My mother-in-law Margie and her sister Posy had the following conversation:
POSY: Let me treat the lunch.
MARGIE: No, we should pay half.
POSY: No, I want to treat.
MARGIE: No, I insist.
This went on for quite a while. The question is NOT how to avoid infinite loops- my solution to that is easy- if someone offers to treat, I say YES and if someone offers to pay 1/2 I say YES, not because I'm cheap, but to avoid infinite loops.
Here is the question. It is not clear if Posy really wanted to treat lunch, or is just being polite. Its not clear if Margie really wants to pay half or is just being polite. SO, is their some protocol where the probability of both getting they DO NOT WANT is small (or both getting what they want is large), and the other one does not find out what they really want. Here is an attempt which does not work.

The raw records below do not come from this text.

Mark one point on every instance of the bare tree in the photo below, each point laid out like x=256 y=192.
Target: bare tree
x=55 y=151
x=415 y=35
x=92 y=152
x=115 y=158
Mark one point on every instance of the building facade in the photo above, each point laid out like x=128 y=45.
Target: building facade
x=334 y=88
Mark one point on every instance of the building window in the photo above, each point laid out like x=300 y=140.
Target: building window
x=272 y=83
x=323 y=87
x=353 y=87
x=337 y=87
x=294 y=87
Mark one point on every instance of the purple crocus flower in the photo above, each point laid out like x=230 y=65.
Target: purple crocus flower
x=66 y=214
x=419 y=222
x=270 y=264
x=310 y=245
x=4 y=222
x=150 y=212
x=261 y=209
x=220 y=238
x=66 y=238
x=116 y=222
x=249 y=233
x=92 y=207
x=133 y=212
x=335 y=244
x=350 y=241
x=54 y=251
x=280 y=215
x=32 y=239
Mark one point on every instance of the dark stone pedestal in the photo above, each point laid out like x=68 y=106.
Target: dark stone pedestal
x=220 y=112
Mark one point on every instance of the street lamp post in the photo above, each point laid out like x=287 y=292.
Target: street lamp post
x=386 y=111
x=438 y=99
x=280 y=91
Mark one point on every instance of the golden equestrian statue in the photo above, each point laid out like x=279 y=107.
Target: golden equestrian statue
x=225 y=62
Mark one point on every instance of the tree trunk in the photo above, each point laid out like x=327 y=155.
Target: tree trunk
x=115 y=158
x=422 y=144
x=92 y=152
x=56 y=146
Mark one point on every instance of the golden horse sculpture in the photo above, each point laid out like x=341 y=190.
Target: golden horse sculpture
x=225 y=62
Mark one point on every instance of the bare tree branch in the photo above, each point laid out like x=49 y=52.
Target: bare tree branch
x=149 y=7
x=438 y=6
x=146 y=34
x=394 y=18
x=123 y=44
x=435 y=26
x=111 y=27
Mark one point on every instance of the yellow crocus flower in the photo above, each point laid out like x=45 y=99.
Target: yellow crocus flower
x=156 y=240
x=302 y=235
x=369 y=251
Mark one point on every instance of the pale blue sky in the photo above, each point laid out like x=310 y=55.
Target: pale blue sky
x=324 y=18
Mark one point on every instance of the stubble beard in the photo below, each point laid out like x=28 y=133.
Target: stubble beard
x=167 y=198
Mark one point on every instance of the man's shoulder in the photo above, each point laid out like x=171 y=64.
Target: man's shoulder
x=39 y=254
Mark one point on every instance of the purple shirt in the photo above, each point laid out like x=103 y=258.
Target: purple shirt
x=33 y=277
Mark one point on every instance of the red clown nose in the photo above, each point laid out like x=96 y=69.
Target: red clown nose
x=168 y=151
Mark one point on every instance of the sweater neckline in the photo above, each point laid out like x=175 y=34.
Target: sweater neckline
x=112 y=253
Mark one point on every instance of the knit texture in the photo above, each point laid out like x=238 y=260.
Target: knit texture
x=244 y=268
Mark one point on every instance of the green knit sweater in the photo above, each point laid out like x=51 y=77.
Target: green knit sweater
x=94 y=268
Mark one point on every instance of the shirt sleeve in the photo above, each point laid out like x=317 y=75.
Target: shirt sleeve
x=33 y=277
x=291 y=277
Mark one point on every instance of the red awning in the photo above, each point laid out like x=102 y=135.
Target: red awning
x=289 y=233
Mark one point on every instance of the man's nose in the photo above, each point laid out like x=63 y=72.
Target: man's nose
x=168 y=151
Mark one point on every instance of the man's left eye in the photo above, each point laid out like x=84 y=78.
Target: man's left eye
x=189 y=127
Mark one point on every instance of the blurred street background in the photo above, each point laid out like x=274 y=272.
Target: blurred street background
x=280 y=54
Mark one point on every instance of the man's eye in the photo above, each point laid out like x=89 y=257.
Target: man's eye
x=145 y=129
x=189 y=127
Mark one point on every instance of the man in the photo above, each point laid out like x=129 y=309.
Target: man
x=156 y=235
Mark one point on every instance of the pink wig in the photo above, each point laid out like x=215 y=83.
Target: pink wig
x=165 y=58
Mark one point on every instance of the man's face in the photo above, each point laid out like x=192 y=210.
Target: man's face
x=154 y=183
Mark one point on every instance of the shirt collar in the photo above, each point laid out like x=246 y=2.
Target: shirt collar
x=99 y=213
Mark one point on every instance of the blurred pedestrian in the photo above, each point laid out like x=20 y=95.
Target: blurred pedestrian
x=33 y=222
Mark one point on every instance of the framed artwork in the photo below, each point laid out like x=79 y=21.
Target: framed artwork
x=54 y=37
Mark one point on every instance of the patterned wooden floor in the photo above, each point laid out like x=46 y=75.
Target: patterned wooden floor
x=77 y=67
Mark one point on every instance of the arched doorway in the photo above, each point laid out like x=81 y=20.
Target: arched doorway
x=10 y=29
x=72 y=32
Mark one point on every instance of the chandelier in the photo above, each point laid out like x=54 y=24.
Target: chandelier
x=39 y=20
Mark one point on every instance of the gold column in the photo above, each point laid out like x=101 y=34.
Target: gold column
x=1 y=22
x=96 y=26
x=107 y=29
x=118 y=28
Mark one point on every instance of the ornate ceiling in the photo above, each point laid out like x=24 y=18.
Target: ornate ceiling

- Margie has a coin. Margies coin is OFFER with prob p, and DO NOT OFFER with prob 1-p. If she really wants to make the offer to treat then p is large, else p is small. Could be p=3/4 or p=1/4 for examples.
- Posy has a similar coin.
- Margie flips, Posy Flips.
- If Margie's coin says OFFER, than make the offer. If not the don't.
- Same with Posy.
In solutions you may offer or point me to we can of course assume access to random coins, and that neither Posy nor Margie can factor or take discrete log.